Camera drones face significant challenges in target localization due to their reliance on prior environmental knowledge or target dimensions. This research introduces a monocular vision method eliminating such dependencies. The approach leverages deep learning for target detection, motion-based depth estimation, and coordinate transformation to achieve precise positioning without active ranging sensors.
The target detection framework utilizes an enhanced YOLOv5-Lite architecture. Key modifications include:
- Replacement of Focus layers with Conv-BatchNorm-ReLU blocks
- Integration of Squeeze-and-Excitation attention mechanisms
- Optimized memory access in the FPN+PAN neck structure
Performance comparisons demonstrate significant advantages over conventional models:
| Detection Model | Accuracy (%) | Recall (%) | mAP (%) | Speed (fps) |
|---|---|---|---|---|
| Improved YOLOv5-Lite | 93.3 | 92.5 | 93.1 | 156.1 |
| YOLOv5-Lite | 91.2 | 90.3 | 90.5 | 140.5 |
| YOLOv4-Tiny | 88.4 | 87.4 | 85.9 | 165.2 |
| Faster R-CNN | 91.7 | 91.2 | 90.8 | 31.8 |
Monocular ranging exploits the relationship between bounding box dimensions and camera drone motion. The fundamental perspective projection is expressed as:
$$ x = f_x \frac{X}{Z_i} + c_x, \quad y = f_y \frac{Y}{Z_i} + c_y $$
Target width in image space relates to physical width through:
$$ w_i = f_x \frac{W}{Z_i} $$
For consecutive frames during UAV movement along the optical axis:
$$ w_i Z_i = w_j (Z_i + \Delta Z_{ij}) = f_x W $$
The depth estimation equation becomes:
$$ Z_j = \frac{\Delta Z_{ij}}{\frac{w_j}{w_i} – 1} $$
Least squares refinement combines multiple observations:
$$ \begin{bmatrix}
w_1 & 1 & 0 \\
h_1 & 0 & 1 \\
w_2 & 1 & 0 \\
\vdots & \vdots & \vdots \\
h_n & 0 & 1
\end{bmatrix}
\begin{bmatrix}
\hat{Z_j} \\
-f\hat{x}W \\
-f\hat{y}H
\end{bmatrix}
=
\begin{bmatrix}
w_1 \Delta Z_{1j} \\
h_1 \Delta Z_{1j} \\
w_2 \Delta Z_{2j} \\
\vdots \\
h_n \Delta Z_{nj}
\end{bmatrix} $$
Coordinate transformation involves seven reference frames:
- Pixel coordinates (u,v)
- Image coordinates (x,y)
- Camera frame (Xc,Yc,Zc)
- Body frame (Xb,Yb,Zb)
- Local NED frame (Xv,Yv,Zv)
- ECEF frame (Xe,Ye,Ze)
- Geodetic coordinates (B,L,H)
The complete transformation from camera to ECEF coordinates is:
$$ \begin{bmatrix} x^e_T \\ y^e_T \\ z^e_T \\ 1 \end{bmatrix} = \mathbf{A} \mathbf{B} \mathbf{C} \begin{bmatrix} x^c_T \\ y^c_T \\ z^c_T \\ 1 \end{bmatrix} $$
Where transformation matrices account for:
- Camera gimbal angles (matrix C)
- UAV attitude (matrix B)
- Geodetic position (matrix A)
Simulation experiments within ROS/Gazebo validated the approach.
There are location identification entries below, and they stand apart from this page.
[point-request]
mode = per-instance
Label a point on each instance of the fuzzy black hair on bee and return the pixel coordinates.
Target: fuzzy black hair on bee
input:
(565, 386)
A camera UAV approached targets at 3 m/s while performing localization. Depth estimation demonstrated rapid convergence:
| True Distance (m) | Measured (m) | Refined (m) | Error (m) |
|---|---|---|---|
| 27.97 | 32.71 | 36.80 | 8.83 |
| 17.52 | 17.07 | 18.50 | 0.98 |
| 11.62 | 9.41 | 11.83 | 0.21 |
| 6.31 | 6.33 | 6.22 | 0.09 |
Positioning accuracy improved as the camera drone reduced distance:
$$ \Delta \lambda < 0.00001^\circ, \quad \Delta \phi < 0.00001^\circ, \quad \Delta H < 0.2 \text{ m} $$
Error analysis across 10 trials showed consistent performance:
- Initial distance errors: 8-12% (20-30m range)
- Stabilized errors: 1-3% within 15m range
- Final positioning error: <0.5m absolute
This monocular approach enables camera UAVs to conduct passive target localization without prior dimensional knowledge. The method demonstrates particular value for small UAVs operating in GPS-denied environments where active sensors are impractical. Future work will address dynamic targets and adverse weather conditions.